Synchronization for CUBLAS

Hi all,

The CUBLAS documentation mentions that we need synchronization before reading a scalar result:

“Also, the few functions that return a scalar result, such as amax(), amin, asum(), rotg(), rotmg(), dot() and nrm2(), return the resulting value by reference on the host or the device. Notice that even though these functions return immediately, similarly to matrix and vector results, the scalar result is ready only when execution of the routine on the GPU completes. This requires proper synchronization in order to read the result from the host.”

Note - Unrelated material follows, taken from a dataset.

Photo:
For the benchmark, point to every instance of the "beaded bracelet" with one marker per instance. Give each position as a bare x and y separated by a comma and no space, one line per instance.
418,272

How exactly should we synchronize? Do we need synchronization if we don’t use streams? I have been looking for an example on NVIDIA’s CUDA documentation but could not find one.

But in the conjugate gradient example (http://docs.nvidia.com/cuda/cuda-samples/index.html#conjugategradient) provided by NVIDIA, there are the following codes

while (r1 > tol*tol && k <= max_iter)
    {
        if (k > 1)
        {
            b = r1 / r0;
            cublasStatus = cublasSscal(cublasHandle, N, &b, d_p, 1);
            cublasStatus = cublasSaxpy(cublasHandle, N, &alpha, d_r, 1, d_p, 1);
        }
        else
        {
            cublasStatus = cublasScopy(cublasHandle, N, d_r, 1, d_p, 1);
        }

        cusparseScsrmv(cusparseHandle, CUSPARSE_OPERATION_NON_TRANSPOSE, N, N, nz, &alpha, descr, d_val, d_row, d_col, d_p, &beta, d_Ax);
        cublasStatus = cublasSdot(cublasHandle, N, d_p, 1, d_Ax, 1, &dot);
        a = r1 / dot;

        cublasStatus = cublasSaxpy(cublasHandle, N, &a, d_p, 1, d_x, 1);
        na = -a;
        cublasStatus = cublasSaxpy(cublasHandle, N, &na, d_Ax, 1, d_r, 1);

        r0 = r1;
        cublasStatus = cublasSdot(cublasHandle, N, d_r, 1, d_r, 1, &r1);
        cudaThreadSynchronize();
        printf("iteration = %3d, residual = %e\n", k, sqrt(r1));
        k++;
    }

There is cudaThreadSynchronize() at the end. What is it used for? Is it for the cublasSdot calls? In particular, there are two cublasSdot calls within the while loop. Why is there only one cudaThreadSynchronize() call?